After a lengthy discussion — during which some board members voiced concern that district staff wasn’t prepared to campaign for the bond or to detail how the money would be spent — board members split 3 to 3 on the proposal, which needed a majority to pass. Board member Kelly Gonez, who gave birth to a boy over the weekend, was absent.
While he didn’t cast a vote, Superintendent Austin Beutner said he preferred to hold off on the measure until 2020, when the district’s own polling showed it stands a better chance of passing. Polling results showed lukewarm support for a November vote on the measure, which the district would have had to pay roughly $6 million to support — money that would be lost to the district if the measure wasn’t successful.
García signaled that the measure would likely resurface in future years once staff had the chance to conduct further research and better prepare for a ballot measure.
LA Unified faces a budget deficit of $482 million by 2020, a shortfall the parcel tax was intended to fill. Some estimates show that within 13 years healthcare and pension obligations will eat up over 50 percent of the district’s budget.
Board member George McKenna, who along with Scott Schmerelson brought the resolution, was concerned that the board was delaying the measure when it urgently needed funds.
“This is not just a political issue, it’s a financial issue. We need money,” McKenna said.
García, who was re-elected to another term as school board president with Schmerelson and McKenna voting no, appointed Nick Melvoin again as vice president.

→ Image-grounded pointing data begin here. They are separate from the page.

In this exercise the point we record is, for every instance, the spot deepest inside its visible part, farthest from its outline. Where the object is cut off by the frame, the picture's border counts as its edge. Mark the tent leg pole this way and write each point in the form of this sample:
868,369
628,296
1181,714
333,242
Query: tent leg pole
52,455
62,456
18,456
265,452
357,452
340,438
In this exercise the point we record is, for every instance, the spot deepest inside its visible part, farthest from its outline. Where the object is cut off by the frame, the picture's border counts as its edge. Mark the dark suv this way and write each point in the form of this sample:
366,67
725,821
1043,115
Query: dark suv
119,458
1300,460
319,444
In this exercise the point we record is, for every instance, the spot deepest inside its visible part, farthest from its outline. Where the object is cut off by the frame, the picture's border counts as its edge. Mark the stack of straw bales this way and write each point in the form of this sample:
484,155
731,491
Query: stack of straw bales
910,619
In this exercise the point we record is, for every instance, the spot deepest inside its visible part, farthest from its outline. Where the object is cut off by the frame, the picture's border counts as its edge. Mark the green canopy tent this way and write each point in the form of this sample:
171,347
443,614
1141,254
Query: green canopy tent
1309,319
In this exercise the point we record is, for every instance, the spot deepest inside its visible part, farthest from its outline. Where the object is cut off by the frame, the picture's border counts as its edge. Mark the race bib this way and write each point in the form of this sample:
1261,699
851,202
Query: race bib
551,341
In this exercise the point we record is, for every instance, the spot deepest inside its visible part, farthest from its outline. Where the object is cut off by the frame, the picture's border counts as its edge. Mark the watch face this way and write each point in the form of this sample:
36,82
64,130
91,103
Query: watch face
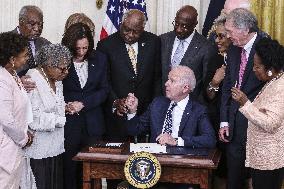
142,170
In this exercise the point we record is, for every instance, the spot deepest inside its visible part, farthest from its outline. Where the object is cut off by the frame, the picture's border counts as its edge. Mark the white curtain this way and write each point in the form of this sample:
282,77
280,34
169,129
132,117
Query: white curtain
161,14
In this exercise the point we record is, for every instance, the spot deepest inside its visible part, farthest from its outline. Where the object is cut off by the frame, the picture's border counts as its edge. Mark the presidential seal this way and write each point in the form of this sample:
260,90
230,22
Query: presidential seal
142,170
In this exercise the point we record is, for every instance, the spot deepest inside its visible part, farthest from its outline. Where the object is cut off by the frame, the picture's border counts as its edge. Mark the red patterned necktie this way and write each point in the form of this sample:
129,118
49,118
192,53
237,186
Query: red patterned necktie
242,67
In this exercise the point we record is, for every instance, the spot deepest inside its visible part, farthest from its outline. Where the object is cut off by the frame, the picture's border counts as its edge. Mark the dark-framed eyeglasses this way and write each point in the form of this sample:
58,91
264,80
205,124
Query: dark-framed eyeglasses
221,36
183,26
32,24
63,69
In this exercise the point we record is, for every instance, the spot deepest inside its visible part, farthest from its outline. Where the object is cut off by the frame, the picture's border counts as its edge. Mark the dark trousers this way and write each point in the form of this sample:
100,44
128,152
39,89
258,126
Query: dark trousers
237,172
264,179
48,172
76,137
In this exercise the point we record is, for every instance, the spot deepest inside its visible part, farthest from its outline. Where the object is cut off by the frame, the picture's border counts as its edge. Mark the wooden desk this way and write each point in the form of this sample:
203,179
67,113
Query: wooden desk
175,168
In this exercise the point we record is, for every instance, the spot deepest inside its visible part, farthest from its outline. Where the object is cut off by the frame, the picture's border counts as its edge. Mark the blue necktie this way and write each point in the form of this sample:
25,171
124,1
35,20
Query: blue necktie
169,119
178,54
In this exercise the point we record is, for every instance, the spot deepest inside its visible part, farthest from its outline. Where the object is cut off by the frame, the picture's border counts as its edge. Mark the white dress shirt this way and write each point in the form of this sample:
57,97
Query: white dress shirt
176,116
186,43
82,72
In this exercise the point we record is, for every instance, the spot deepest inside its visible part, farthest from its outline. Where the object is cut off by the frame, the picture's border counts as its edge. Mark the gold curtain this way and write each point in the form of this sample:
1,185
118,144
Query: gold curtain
270,15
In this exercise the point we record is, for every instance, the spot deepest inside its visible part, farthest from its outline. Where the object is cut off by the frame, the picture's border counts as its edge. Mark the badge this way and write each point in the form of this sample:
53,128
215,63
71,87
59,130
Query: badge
142,170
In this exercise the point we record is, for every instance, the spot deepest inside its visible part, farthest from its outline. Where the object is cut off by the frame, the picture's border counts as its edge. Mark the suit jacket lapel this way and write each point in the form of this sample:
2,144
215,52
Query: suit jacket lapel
142,45
186,114
163,111
73,75
249,65
191,51
91,68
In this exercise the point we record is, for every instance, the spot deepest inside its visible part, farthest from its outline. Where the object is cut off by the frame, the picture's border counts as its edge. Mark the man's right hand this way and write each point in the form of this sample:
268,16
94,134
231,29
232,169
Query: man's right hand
120,106
29,85
224,133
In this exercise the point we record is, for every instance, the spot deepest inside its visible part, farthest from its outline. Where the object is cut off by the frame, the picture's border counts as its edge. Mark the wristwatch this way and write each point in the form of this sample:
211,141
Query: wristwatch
211,88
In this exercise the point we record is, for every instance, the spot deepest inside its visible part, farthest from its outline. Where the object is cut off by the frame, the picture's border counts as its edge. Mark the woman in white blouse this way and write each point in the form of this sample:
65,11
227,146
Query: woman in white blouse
48,116
85,90
16,112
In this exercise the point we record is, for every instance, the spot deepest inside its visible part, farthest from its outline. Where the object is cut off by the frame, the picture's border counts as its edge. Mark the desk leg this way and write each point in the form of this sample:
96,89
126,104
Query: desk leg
97,183
210,179
86,175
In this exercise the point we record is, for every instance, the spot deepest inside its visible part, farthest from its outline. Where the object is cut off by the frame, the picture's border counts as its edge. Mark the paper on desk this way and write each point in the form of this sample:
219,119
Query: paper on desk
148,147
114,144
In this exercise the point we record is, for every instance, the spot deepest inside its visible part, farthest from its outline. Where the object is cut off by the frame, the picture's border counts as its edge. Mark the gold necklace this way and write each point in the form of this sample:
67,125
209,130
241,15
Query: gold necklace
269,83
17,79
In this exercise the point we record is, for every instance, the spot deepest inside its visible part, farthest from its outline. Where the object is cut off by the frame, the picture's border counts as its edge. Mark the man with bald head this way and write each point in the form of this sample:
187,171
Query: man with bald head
133,67
233,4
133,57
30,26
185,46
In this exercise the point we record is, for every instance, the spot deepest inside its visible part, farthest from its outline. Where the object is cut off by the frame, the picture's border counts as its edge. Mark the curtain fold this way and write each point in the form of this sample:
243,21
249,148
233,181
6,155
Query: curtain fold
270,15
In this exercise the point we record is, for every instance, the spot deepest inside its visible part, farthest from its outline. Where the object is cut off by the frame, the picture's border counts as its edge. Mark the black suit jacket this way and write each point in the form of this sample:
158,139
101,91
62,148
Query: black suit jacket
195,128
122,78
250,86
197,56
93,95
39,42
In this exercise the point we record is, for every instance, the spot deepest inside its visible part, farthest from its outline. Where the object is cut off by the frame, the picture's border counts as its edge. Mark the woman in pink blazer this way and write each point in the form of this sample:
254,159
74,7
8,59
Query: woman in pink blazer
15,110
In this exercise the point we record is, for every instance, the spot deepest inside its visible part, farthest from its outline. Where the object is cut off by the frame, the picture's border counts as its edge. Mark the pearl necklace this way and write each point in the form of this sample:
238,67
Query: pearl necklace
46,79
269,83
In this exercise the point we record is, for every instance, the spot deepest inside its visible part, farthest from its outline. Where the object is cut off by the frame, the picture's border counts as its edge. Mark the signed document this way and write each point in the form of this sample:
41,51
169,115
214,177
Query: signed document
148,147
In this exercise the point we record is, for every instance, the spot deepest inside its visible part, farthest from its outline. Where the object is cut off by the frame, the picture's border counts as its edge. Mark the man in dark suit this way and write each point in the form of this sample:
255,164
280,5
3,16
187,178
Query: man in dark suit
241,27
185,46
133,57
176,119
30,26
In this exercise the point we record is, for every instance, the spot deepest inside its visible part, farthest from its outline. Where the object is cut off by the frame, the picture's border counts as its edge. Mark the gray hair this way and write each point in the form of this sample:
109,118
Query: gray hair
52,54
25,9
243,19
186,76
220,20
130,12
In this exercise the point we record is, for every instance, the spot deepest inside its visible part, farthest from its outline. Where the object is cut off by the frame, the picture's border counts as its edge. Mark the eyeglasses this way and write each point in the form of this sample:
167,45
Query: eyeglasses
63,69
32,24
183,26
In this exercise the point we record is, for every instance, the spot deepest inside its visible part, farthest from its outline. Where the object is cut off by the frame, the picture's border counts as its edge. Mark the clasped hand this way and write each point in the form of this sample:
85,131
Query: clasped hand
74,107
239,96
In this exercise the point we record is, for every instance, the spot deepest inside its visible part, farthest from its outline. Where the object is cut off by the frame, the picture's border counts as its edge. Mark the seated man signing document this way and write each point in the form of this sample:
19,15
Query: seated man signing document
176,119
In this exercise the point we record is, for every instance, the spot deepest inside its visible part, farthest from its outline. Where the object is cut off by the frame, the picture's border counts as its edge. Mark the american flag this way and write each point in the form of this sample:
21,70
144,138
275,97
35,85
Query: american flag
114,12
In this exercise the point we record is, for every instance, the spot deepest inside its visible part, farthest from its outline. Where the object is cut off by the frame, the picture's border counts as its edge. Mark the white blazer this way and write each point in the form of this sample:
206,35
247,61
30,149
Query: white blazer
14,118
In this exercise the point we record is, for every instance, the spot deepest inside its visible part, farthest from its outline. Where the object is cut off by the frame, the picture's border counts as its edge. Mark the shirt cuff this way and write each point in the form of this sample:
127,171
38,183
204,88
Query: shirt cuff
224,124
130,116
180,141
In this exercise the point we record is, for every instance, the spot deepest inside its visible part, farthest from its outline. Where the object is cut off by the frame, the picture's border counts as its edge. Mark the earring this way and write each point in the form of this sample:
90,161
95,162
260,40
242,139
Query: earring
269,73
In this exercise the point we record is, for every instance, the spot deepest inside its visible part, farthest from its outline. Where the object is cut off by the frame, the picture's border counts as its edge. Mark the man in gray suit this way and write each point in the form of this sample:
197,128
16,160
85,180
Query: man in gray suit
185,46
30,26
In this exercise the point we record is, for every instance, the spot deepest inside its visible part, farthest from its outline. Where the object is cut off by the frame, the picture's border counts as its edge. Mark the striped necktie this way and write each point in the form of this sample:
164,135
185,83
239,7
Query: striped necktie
169,119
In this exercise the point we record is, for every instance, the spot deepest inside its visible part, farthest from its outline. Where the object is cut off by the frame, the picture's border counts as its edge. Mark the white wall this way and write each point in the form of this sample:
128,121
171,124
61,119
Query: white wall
161,13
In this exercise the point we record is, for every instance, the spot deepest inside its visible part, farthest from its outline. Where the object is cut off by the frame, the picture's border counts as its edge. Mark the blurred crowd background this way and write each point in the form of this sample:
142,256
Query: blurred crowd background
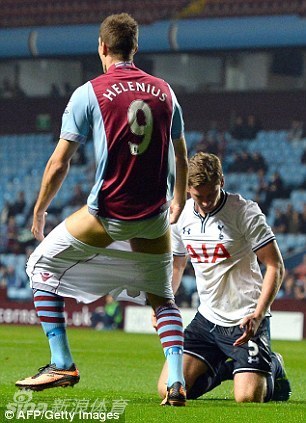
243,102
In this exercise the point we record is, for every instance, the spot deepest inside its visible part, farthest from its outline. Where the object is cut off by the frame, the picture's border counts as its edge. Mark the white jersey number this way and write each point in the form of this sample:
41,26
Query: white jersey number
140,130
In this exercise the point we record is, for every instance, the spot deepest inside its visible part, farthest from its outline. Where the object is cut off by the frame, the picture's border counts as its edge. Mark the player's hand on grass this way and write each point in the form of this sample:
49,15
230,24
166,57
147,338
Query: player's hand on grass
250,324
39,221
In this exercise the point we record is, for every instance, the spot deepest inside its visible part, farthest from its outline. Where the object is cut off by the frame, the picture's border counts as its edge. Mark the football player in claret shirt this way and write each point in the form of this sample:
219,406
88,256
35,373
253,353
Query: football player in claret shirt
139,189
225,236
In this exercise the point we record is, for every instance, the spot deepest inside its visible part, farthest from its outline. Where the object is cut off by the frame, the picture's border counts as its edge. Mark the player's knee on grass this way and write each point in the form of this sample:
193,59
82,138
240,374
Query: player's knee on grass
250,387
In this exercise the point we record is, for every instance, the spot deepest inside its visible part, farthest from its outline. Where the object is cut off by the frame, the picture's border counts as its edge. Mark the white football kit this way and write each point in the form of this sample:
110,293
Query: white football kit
222,248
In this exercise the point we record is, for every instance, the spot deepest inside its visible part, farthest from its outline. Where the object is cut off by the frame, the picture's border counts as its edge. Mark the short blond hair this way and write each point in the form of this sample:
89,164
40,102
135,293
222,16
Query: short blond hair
204,168
120,33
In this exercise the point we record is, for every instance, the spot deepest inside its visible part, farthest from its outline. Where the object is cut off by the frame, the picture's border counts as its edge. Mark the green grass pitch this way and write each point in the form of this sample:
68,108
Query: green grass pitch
119,366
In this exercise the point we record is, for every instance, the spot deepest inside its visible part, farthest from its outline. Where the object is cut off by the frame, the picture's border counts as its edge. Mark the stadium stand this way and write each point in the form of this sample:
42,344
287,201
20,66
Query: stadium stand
21,13
23,156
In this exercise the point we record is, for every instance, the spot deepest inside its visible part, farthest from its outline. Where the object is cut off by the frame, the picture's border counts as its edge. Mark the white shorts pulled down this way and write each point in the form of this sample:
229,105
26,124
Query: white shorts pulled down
65,266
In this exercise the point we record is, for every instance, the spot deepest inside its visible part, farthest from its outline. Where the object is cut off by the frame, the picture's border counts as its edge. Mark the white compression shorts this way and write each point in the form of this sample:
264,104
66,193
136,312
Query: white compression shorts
65,266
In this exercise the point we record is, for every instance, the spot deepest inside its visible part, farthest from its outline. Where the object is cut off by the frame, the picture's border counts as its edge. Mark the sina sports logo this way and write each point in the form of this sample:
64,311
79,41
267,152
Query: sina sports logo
186,231
221,227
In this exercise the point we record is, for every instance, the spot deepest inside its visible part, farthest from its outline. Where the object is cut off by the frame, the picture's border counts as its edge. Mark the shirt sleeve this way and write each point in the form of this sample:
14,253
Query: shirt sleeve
177,128
178,247
256,229
76,117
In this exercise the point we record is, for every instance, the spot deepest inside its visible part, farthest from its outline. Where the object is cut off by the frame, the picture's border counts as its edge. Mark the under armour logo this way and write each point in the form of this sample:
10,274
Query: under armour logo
221,227
253,360
186,231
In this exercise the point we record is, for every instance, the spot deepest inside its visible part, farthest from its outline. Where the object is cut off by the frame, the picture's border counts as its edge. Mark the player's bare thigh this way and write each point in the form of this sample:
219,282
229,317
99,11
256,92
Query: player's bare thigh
158,245
250,387
87,228
193,368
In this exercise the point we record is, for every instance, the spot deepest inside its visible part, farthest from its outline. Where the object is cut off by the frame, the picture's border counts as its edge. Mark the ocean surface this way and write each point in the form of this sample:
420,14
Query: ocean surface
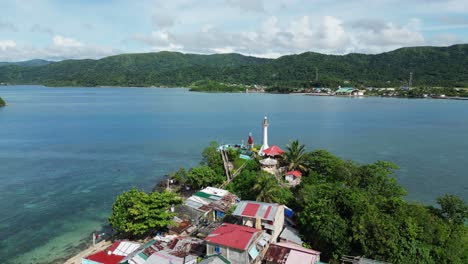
65,153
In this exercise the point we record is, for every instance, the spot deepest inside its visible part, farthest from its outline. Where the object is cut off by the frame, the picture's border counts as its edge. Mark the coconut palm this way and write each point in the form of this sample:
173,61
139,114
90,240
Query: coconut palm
295,156
266,188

To pass, the parcel tax would have required a vote of 66 percent of voters, and polling conducted in February and June indicated it would likely fall short. The polling also found that only a quarter of respondents thought the district was doing a good or excellent job.
Also Tuesday, the board unanimously supported a resolution calling for an end to the separation of immigrant families at the border and to provide emotional and legal support to LA Unified children impacted by the policy.
“I’m deeply impacted and disturbed every day by seeing the images of children under 5 coming in front of a judge to plead their case,” García said. “No child should ever have to go through such an experience. Our country is practicing the absence of justice. Justice for all does not look like this.”
After a closed session meeting, the district announced that United Teachers Los Angeles had withdrawn its request for an impasse in contract negotiations. “We look forward to returning to the bargaining table, and working toward an agreement that respects the value and hard work of our employees and allows us to serve the needs of students,” Deputy Superintendent Vivian Ekchian said in a statement.